Nadal has looked very sharp through the first two rounds.
While there is no doubt world No. 1 Novak Djokovic entered this 2012 Australian Open as the favorite, there have been some impressive aspects Rafael Nadal has shown in his game in his first two matches down under.
Not only has Nadal's game looked solid, but his draw is setting up very nicely. And the draws for some of the other favorites are starting to look a little rough.
So, let's get started with the four reasons why Nadal should be the front runner.
Nadal is serving at speeds that are near his 2010 U.S. Open serving performance.
Through his first two matches, Nadal is already serving at faster speeds than most matches in 2011, which was something that hurt him in the big matches against the hard-hitting Djokovic.
In the two matches, Nadal's average first-serve speed has been hovering around 110 MPH—a mark that is a big difference from last year's US Open when his average first serve clocked in at around 107 MPH.
While three MPH doesn't sound like that big of a difference, it helps Nadal get his opponents off balance as he sets up his second shot so that he can be in control of the point.
Nadal's adjustments to his racket have added power to his swing.

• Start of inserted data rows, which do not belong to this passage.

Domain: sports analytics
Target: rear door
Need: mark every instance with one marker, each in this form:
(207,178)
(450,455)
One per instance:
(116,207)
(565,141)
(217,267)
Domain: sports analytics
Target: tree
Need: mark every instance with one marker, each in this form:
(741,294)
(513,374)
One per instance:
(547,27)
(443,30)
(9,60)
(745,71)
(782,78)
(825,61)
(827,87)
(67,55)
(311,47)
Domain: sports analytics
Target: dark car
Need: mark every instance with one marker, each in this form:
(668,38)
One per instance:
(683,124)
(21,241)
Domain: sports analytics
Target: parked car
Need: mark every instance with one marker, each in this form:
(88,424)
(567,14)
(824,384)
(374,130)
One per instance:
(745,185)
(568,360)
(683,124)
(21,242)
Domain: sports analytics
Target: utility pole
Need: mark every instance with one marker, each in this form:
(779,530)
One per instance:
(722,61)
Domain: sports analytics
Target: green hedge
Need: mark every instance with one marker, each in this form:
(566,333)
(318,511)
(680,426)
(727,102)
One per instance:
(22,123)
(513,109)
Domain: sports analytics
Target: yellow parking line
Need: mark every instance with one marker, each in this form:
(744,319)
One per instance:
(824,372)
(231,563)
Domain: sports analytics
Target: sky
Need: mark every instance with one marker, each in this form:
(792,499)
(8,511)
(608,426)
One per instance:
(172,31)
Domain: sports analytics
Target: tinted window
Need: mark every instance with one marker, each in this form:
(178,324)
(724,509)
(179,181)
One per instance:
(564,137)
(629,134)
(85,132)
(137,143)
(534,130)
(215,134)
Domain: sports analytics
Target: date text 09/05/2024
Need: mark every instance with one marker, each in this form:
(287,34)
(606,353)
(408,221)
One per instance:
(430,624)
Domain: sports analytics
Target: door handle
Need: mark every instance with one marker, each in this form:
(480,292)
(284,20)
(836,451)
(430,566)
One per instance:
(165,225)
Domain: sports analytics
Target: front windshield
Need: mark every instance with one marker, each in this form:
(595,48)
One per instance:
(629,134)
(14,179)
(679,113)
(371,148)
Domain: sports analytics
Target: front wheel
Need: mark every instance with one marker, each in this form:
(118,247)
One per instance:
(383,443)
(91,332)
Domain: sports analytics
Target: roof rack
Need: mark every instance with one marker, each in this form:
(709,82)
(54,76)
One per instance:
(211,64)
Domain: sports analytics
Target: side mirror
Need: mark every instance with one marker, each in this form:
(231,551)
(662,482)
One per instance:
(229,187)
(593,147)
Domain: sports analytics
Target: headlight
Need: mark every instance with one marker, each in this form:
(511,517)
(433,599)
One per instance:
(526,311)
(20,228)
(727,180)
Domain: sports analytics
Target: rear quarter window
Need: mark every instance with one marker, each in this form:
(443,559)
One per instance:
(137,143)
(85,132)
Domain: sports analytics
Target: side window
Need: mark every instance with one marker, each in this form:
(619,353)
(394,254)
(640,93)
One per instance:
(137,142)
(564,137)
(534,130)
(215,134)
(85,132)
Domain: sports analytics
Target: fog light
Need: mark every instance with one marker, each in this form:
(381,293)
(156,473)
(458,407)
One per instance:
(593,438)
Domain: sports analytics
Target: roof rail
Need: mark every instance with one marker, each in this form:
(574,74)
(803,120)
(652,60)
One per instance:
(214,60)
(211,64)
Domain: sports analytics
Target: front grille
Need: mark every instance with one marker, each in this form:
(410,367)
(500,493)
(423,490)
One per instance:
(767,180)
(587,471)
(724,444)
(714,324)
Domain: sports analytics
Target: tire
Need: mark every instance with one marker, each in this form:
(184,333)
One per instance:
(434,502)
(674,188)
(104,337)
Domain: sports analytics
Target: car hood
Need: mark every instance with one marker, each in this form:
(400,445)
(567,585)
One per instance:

In an effort to add speed and power to his swing, Nadal has opted to add three grams to his racket by putting lead tape on it.
Nadal is still using the same Babolat AeroPro Drive GT as last year, but by adding the three grams to it with lead tape, it will allow him to hit a harder ball that should bother top players such as Djokovic, who had little problems with Nadal's forehand last season.
Berdych and Nadal look like they will meet in the Quarterfinals, as they did in the Final at Wimbledon in 2010.
In the third round, Nadal is facing 119th-ranked Lukas Lacko, who probably feels lucky to have made it this far. After that, he will be facing the winner of John Isner and fellow Spainard Feliciano Lopez. Isner is nearly out of gas after his five-set marathon against David Nalbandian, and Nadal has a 8-2 career record against Lopez.
With Tomas Berdych in Nadal's quarter of the draw, Nadal must be feeling confident in his chances of advancing to the semifinals, as he has a 10-3 career record against Berdych and has won their last nine meetings.
That is a great draw considering the fact that if he does advance to the semifinals, he will most likely face Federer, who will likely be very tired after tests from guys such as up-and-coming Australian star Bernard Tomic and 2009 US Open champion Juan Martin Del Potro. Nadal is also, of course, 17-9 against Federer in his career.
Nadal has had time to adjust his game to defeat Djokovic's new power game.
While it was clear that by the end of the 2011 season Novak Djokovic was in Rafael Nadal's head, expect Nadal to come out with a new game plan and return to holding his own and controlling points against him—just like he was able to do two and three years ago.
It's already clear that Nadal has made changes to his game through the first two rounds, as he has flattened out his serve and added more power to his swing by putting three grams of lead tape on his racquet.
Nadal had nearly a month off in December to make adjustments to his game so that he can take down the mighty Djokovic. Look for him to do just that if they meet in the final down under.